Backstory: This I got from Angela Ackerman’s Backstory Checklist.

Chapter One: I literally wrote at least a dozen different chapter ones for my most recent WIP. Finding a starting point was a challenge. Beyond that, it was hard find the balance of essential information/backstory with action, dialogue, and forward momentum.

airplane panic

Okay, that’s an exaggeration, but still it’s no easy task because chapter one is the foundation of your book, where you create the contract with your reader, set expectations about genre, voice, character, central conflict, hint at obstacles and antagonists, etc. I like to think of it as the seeds you plant that will grow into the rest of your story. Writing a good first chapter is an art.

IMG_6664(My back garden at dawn)

The Backstory and Chapter One post-its are directly tied to my next post-it, what can the reader find out later? One of my greatest struggles with chapter one was the complicated situation that set the stage for one of my POV character’s inciting incident. But how much was absolutely essential for the reader to know to get the gist of what was going on and to connect to the character? Asking what the reader can find out later helped me stay focused on writing the active scene as opposed to drowning them in all the stuff that set the stage, which could be dribbled in over the next few chapters.

Patience/take your time: waiting for critique feedback, taking revisions slow, putting the WIP through another round of feedback can be excruciating when you just want to be DONE. Or maybe you’re 99% certain you are done. But sculpting you WIP into the best it can be is what really matters in the end, whether your goal is to get an agent, or get it on submission, or prepare it for publication (self-publishing, Big Five, and everything in between).

Open mind: Getting critique partner feedback can be very hard. Good critique partners should always give you hard but constructive feedback that challenges you as a writer. I can’t count the times CPs have called me out on stuff I didn’t realize or ignored. There were so many times I just wanted to ignore hard feedback, rationalize it away, but then weeks or sometimes months later, I realized they were right. Of course, the caveat is that it must be true to your story, not what they think your story should be.
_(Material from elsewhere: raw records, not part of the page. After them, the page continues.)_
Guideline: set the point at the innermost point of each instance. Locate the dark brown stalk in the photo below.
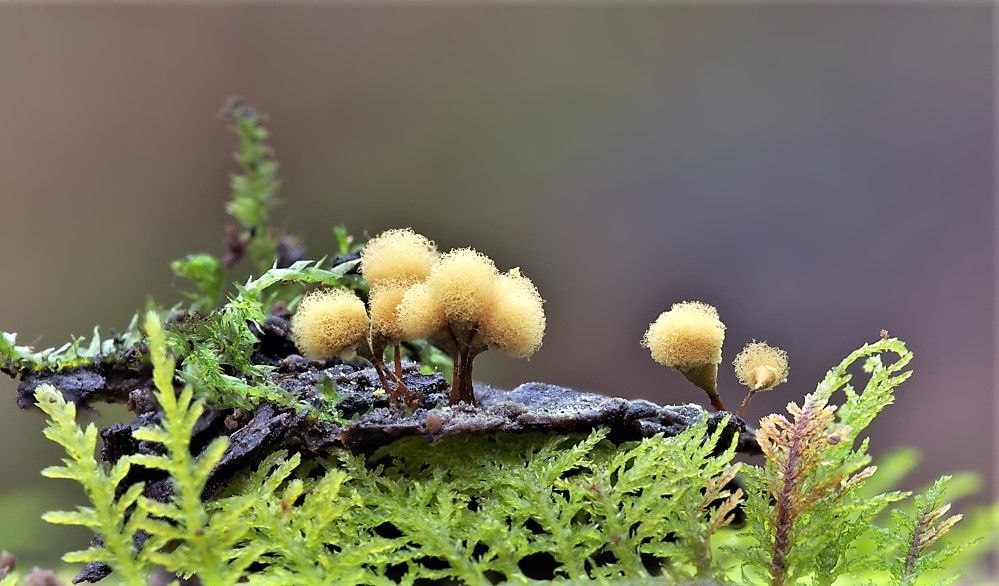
(914, 550)
(745, 403)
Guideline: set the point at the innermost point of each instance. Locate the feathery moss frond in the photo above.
(805, 505)
(108, 514)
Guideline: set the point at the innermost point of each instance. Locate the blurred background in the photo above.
(816, 172)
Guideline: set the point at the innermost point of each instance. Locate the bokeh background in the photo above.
(816, 172)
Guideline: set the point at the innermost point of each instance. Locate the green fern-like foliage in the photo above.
(806, 505)
(217, 347)
(917, 534)
(107, 514)
(468, 509)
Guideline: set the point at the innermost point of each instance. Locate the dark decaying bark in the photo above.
(369, 420)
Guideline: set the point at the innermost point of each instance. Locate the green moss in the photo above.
(470, 509)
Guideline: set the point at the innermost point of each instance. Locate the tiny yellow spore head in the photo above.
(418, 314)
(760, 366)
(383, 302)
(399, 255)
(463, 281)
(688, 336)
(328, 322)
(514, 322)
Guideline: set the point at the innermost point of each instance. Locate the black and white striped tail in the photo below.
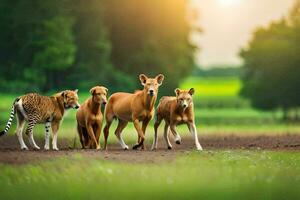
(8, 124)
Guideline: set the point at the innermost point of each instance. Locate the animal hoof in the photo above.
(24, 148)
(36, 148)
(199, 148)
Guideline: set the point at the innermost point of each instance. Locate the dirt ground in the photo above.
(11, 154)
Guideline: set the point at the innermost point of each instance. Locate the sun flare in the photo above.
(227, 3)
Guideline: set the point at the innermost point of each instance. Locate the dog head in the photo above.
(184, 97)
(99, 94)
(151, 85)
(70, 99)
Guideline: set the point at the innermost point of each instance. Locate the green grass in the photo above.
(217, 87)
(218, 109)
(192, 175)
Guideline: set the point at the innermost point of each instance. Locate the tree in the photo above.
(151, 37)
(272, 65)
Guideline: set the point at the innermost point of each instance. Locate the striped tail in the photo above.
(8, 124)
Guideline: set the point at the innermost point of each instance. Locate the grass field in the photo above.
(191, 175)
(214, 174)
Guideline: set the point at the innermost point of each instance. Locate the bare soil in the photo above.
(10, 152)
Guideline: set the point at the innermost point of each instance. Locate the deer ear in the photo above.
(143, 78)
(192, 91)
(177, 91)
(160, 78)
(92, 90)
(106, 89)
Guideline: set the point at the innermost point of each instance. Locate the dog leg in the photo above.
(90, 131)
(97, 131)
(166, 136)
(121, 125)
(156, 125)
(144, 126)
(29, 131)
(176, 135)
(80, 134)
(47, 135)
(137, 127)
(193, 131)
(55, 127)
(19, 130)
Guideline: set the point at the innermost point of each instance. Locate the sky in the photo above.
(228, 24)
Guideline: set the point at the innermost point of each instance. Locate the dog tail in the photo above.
(12, 115)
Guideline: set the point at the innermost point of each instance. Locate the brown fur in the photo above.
(175, 111)
(137, 107)
(89, 118)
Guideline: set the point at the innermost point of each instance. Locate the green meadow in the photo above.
(191, 175)
(226, 174)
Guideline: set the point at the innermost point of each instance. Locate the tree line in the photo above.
(271, 75)
(56, 44)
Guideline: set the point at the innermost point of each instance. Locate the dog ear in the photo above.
(192, 91)
(143, 78)
(177, 91)
(92, 90)
(160, 78)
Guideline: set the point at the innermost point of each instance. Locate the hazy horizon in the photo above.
(228, 24)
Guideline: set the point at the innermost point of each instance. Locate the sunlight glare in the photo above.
(228, 3)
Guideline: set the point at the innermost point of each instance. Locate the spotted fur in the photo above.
(37, 109)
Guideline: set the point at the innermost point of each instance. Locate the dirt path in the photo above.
(10, 153)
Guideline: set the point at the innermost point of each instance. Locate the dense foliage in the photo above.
(57, 44)
(272, 64)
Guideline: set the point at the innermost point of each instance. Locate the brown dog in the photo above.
(175, 111)
(89, 118)
(136, 108)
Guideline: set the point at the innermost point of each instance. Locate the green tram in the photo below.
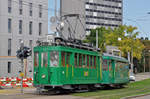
(76, 67)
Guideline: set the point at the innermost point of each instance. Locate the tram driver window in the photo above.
(68, 59)
(54, 58)
(105, 66)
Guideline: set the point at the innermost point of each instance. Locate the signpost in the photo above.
(23, 53)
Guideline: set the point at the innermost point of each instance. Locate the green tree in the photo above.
(128, 43)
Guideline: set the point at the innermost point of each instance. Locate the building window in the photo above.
(30, 9)
(20, 7)
(9, 6)
(9, 67)
(9, 47)
(40, 29)
(40, 11)
(31, 45)
(30, 27)
(20, 26)
(9, 25)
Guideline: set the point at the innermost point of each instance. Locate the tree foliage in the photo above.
(128, 43)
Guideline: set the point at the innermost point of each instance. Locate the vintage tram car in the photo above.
(74, 65)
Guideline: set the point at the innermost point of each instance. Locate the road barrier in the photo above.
(15, 82)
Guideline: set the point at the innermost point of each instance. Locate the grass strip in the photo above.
(132, 89)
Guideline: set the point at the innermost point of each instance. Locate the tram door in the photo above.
(105, 71)
(43, 76)
(36, 67)
(110, 64)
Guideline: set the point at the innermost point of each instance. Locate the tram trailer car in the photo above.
(60, 67)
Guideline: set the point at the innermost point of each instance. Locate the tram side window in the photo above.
(94, 61)
(110, 65)
(80, 60)
(68, 59)
(44, 59)
(54, 58)
(63, 59)
(36, 59)
(105, 66)
(76, 60)
(84, 61)
(88, 61)
(91, 61)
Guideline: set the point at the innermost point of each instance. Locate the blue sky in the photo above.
(134, 13)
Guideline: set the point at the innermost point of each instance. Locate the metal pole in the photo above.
(144, 61)
(55, 8)
(22, 66)
(21, 76)
(96, 39)
(132, 60)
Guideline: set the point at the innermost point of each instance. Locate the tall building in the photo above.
(25, 20)
(94, 13)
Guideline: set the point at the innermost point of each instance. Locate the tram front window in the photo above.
(54, 58)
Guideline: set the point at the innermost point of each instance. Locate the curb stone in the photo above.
(130, 97)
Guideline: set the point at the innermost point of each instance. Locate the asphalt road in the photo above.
(30, 93)
(143, 97)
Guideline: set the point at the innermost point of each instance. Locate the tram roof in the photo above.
(113, 57)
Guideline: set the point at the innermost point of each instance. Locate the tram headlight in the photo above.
(43, 76)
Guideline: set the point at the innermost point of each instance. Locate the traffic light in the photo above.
(27, 52)
(20, 54)
(24, 53)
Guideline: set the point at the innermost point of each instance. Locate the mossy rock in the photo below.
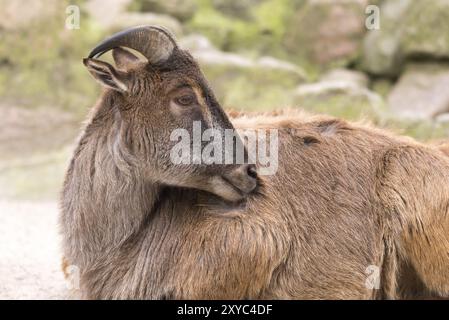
(326, 33)
(180, 9)
(409, 30)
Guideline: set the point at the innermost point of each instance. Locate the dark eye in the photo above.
(185, 100)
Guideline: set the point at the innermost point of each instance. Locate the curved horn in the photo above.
(155, 43)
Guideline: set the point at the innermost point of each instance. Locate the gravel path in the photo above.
(30, 263)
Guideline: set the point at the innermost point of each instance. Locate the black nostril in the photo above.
(252, 172)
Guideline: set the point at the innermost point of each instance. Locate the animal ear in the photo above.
(123, 58)
(106, 75)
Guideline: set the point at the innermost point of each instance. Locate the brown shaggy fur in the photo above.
(345, 197)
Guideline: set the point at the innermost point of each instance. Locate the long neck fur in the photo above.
(105, 199)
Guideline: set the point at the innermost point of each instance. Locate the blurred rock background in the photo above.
(258, 55)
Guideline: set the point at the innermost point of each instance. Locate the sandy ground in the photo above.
(30, 266)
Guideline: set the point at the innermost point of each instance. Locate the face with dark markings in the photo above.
(153, 101)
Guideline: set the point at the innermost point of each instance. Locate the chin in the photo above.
(225, 190)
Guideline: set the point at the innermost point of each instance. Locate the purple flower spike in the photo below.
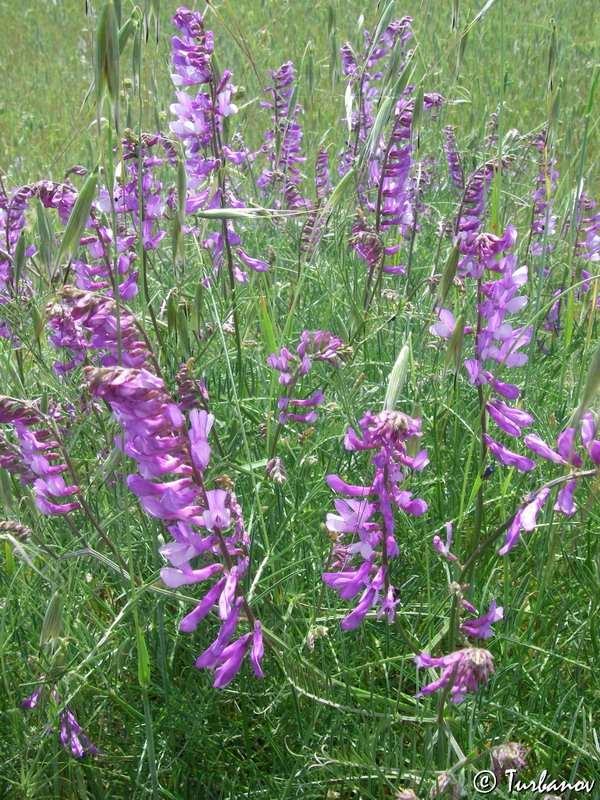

Nice vs. necessary: Word count was a big issue for me in this revision. I needed to cut at least 15,000 words. Hence nice vs. necessary. What scenes, characters, bits of dialogue and prose, lines, even words are absolutely necessary to move plot and character development forward? If it doesn’t fit into that category, cut it. A scene description might be pretty, a bit of dialogue funny, or a bit of prose may be lyrically inspiring, but if it’s not moving things forward, it’s not needed.

It’s not just what you think is the goal, the reader must feel it: You won’t be sitting next to a reader telling them, oh, Bob needs to figure out he’s worthy of love, or Susie needs to realize they can love their father and hate what he did. The reader needs to be able to infer that on their own. If multiple CPs aren’t picking up on it, then it’s not working.

Filter words/interiority reveals something new: This is also related to slashing word count. For more on filter words, here’s something from Pub(lishing) Crawl. And when your character is thinking something make sure it’s revealing new information or perspective, not just rehashing what’s already on the page.

These post-it notes were some of things that helped me emerge from this round of intense re-writes, revisions, and line edits feeling proud of what I sculpted.